# Dead space on desktop



## bauhsoj (Apr 20, 2005)

In the upper left corner of my desktop there is a rectangular block of space in which nothing can be dragged to or selected from. If I drag something to that area I get a "NO" symbol (circle with diagonal line).

The only way I can access that area is if I click the "show desktop" icon, which is really just the far right edge of the taskbar. However, as soon as I use any other program, returning to the desktop results in this block of space being inaccessible again.

What is this "feature" and how can I MDK it?? :banghead:


----------



## GZ (Jan 31, 2010)

I am sorry I don't have an answer for you right out...

Part of the new interface is a feature where, when you hover your mouse in the upper left corner, a popup comes out and shows you what apps are opened and running..

Is that space apparent in the Start Screen as well?


----------



## bauhsoj (Apr 20, 2005)

Unfortunately, no. Nothing shows up when I'm in the top left of the desktop other than my normal icons. It is like some invisible overlay is being presented that is missing active content, or even a window border.


----------



## GZ (Jan 31, 2010)

Is that space apparent on the Start Screen as well as the desktop environment?

Could you provide a screen shot?


----------



## MPR (Aug 28, 2010)

Are you referring to Windows 8 (this is the Windows 8 forum but your profile says Windows XP)?

In Windows 8, when the mouse cursor is placed in the upper left corner, the screen will show a mini window of a recently-used app that you can then switch too. Perhaps this feature has become corrupted somehow.


----------



## bauhsoj (Apr 20, 2005)

MPR said:


> Are you referring to Windows 8 (this is the Windows 8 forum but your profile says Windows XP)?
> 
> In Windows 8, when the mouse cursor is placed in the upper left corner, the screen will show a mini window of a recently-used app that you can then switch too. Perhaps this feature has become corrupted somehow.

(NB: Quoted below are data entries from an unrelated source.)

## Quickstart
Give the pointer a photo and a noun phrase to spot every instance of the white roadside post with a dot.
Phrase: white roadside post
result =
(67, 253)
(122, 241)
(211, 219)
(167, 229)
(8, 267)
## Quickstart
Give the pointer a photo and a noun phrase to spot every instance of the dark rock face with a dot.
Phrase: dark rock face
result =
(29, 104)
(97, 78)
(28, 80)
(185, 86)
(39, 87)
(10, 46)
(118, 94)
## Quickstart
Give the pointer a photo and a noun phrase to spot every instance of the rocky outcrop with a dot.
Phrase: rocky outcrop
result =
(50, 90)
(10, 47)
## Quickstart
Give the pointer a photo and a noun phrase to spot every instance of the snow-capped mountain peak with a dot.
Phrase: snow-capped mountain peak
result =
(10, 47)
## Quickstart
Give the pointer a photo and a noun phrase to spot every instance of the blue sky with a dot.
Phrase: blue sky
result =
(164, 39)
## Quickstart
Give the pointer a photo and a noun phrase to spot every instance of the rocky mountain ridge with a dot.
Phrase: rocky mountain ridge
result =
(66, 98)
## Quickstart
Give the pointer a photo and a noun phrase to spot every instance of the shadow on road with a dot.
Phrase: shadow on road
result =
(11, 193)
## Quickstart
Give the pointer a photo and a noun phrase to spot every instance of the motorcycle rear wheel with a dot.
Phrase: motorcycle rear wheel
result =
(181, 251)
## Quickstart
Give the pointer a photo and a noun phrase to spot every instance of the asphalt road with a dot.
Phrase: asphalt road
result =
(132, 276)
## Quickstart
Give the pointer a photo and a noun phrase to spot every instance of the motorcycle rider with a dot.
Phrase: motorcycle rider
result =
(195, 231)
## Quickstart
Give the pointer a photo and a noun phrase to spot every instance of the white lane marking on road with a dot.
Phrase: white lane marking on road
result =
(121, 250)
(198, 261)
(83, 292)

Yes, Windows 8. I am running several different computers. Windows XP being the oldest.

This installation of Windows 8 is brand new as of yesterday.


----------



## MPR (Aug 28, 2010)

Is this "blank" area present on the Desktop or on the Windows 8 tiles screen or both?

If it's a brand-new install and if there's already a problem now would be a good time to do a "refresh." Note that a refresh will remove all Windows 7 Desktop applications that you have installed, so if you have upgraded and opted to keep all programs and settings intact this might be a drastic option.

As less invasive repair attempt would be to press the Windows key and "X" then select the (Command Prompt (Admin) option from the menu and run the command "sfc /scannow."

Do you have any third party Desktop management applications installed? If so, you might try disabling them.

You can find refresh or reset by opining the charms menu, choosing settings, change PC settings, general tab, then scroll down to the bottom. A reset is even more drastic than a refresh and is akin to a "clean" install of Windows 8.


----------